Хотя скульптура выглядела неплохо. Эдгар несколько раз приходил проверить эту штуку, бормоча ругательства всю дорогу от первой двери до второй, находящихся в моем подвальном помещении, о грибковом запахе и жуткой атмосфере. Но он сказал, что теперь моя душа отобразилась на скульптуре.
– Продолжай в том же духе, и ты получишь легкую продажу. Если бы ты мог ее продать. Как бы то ни было, это будет собственность Карлайла. Навсегда.
Держу пари, он не был бы таким самодовольным, если бы знал, что происходит после того, как я заканчиваю свою работу. Я убегал на мою вторую смену: заставлять его дочь, мою вторую половинку, каждую ночь стонать мое имя.
Хорошо, что в мои рабочие часы мне удавалось почти полностью избегать общения с людьми. Я просыпался каждое утро в пять тридцать, бегал трусцой, принимал душ, просматривал электронную почту, выпивая кофе, – отвечал папе, маме и Трою Бреннану, тому парню, который начал заниматься делом Гарри Фейрхерста – а затем запирался в подвале до начала занятий в восемь утра. Когда я заканчивал работу в девять вечера, люди уже расходились по своим общежитиям. Столовая была закрыта, и, кроме случайных панков, которые кланялись в моем присутствии, и случайной парочки, занимающейся петтингом, я не видел ни одного чертова лица.
Даже Арабеллу.
Определенно не Рафферти Поупа.
И, слава богу, не Гарри.
Я был уверен, что он держался настороже, несмотря на мое отсутствие в его жизни.
Он зашел так далеко, что подставил мою мать, чтобы убедиться, что я не стану мстить, так что я понял, что он не был таким тупицей, каким я его считал раньше. Хоть я и затаился на время, но это не означало, что я не работал над его уничтожением.
Потом были ночи с Хорошей Девочкой.
После душа и целой булки хлеба с маслом и ветчиной я проскальзывал в ее комнату и целовал ее в губы.
И шею.
И глаза.
И волосы.
Я был готов к большему – может быть, попробовать ее груди на вкус. Я к ним не прикасался, пока нет, но я думал о них с того самого дня, как она вышла из бассейна голой.

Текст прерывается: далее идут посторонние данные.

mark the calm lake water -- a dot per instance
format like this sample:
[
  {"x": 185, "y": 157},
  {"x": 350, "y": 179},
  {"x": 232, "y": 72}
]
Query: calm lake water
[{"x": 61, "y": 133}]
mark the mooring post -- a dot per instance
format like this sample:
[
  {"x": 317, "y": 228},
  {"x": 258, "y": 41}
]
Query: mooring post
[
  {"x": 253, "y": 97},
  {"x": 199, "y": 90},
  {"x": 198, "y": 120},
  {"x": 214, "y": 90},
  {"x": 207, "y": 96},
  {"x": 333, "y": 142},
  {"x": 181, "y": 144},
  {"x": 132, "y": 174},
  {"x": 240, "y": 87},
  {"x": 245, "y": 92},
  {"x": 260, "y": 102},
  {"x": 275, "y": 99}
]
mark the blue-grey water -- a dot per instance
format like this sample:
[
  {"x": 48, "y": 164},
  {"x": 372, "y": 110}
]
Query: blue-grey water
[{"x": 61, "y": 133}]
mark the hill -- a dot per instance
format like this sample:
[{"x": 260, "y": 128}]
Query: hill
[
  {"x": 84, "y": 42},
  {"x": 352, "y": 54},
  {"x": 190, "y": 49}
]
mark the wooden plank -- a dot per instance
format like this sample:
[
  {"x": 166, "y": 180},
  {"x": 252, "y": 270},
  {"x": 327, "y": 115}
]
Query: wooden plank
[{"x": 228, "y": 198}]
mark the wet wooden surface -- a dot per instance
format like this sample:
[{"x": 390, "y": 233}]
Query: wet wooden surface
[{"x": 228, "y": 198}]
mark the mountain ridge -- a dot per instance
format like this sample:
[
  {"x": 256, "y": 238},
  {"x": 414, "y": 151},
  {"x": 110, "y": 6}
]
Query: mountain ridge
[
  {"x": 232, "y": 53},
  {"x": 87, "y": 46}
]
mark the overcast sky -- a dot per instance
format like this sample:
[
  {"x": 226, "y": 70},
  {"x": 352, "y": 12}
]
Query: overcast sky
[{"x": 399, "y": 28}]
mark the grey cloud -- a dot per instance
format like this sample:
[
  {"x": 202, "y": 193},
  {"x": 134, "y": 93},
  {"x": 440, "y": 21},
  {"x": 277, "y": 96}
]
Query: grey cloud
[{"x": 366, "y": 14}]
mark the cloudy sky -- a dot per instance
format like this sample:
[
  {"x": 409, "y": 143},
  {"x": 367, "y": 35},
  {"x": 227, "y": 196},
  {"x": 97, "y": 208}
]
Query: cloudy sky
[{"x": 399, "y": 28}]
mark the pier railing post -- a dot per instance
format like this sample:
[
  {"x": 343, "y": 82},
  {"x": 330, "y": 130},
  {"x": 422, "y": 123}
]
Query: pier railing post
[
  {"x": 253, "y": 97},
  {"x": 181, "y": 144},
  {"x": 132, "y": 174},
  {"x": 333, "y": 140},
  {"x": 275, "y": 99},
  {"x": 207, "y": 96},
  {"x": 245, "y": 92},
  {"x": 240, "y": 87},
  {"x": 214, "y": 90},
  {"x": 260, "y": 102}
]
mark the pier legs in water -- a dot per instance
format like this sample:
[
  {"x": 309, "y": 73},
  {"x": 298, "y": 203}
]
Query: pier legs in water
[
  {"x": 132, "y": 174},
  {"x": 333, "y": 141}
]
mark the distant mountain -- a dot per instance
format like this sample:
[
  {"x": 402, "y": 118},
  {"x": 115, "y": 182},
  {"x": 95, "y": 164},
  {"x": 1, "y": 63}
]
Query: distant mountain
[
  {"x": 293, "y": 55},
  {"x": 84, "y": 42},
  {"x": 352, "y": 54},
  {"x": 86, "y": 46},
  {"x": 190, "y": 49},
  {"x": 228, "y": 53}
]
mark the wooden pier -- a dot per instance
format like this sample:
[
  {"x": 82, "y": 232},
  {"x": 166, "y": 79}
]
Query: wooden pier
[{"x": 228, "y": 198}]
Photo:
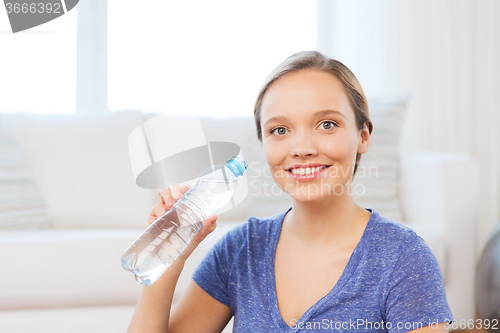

Лен заставляла меня сильно напрягаться, и это было одновременно нежелательным отвлечением и облегчением. Каждую ночь, после нескольких часов первой базы, я приползал в свою комнату с головокружением, потому что вся моя кровь приливала к члену, и дрочил до боли в руке, прежде чем отключиться в постели. Я кончал целыми галлонами. Я не часто кончал раньше, до того, как договорился о встречах с Хорошей Девочкой, и никогда так сильно. Мне пришлось забить это в поисковике, чтобы убедиться, что такое количество нормально.
По какой-то причине Ленора, казалось, была совершенно довольна тем, что выгоняла меня, как только мы заканчивали. Никто из нас не хотел ничего большего, так что я не умолял, мать вашу, о том, чтобы спать в обнимку. Лен не казалась мне навязчивой и не вела себя, как собственница, и мне это нравилось.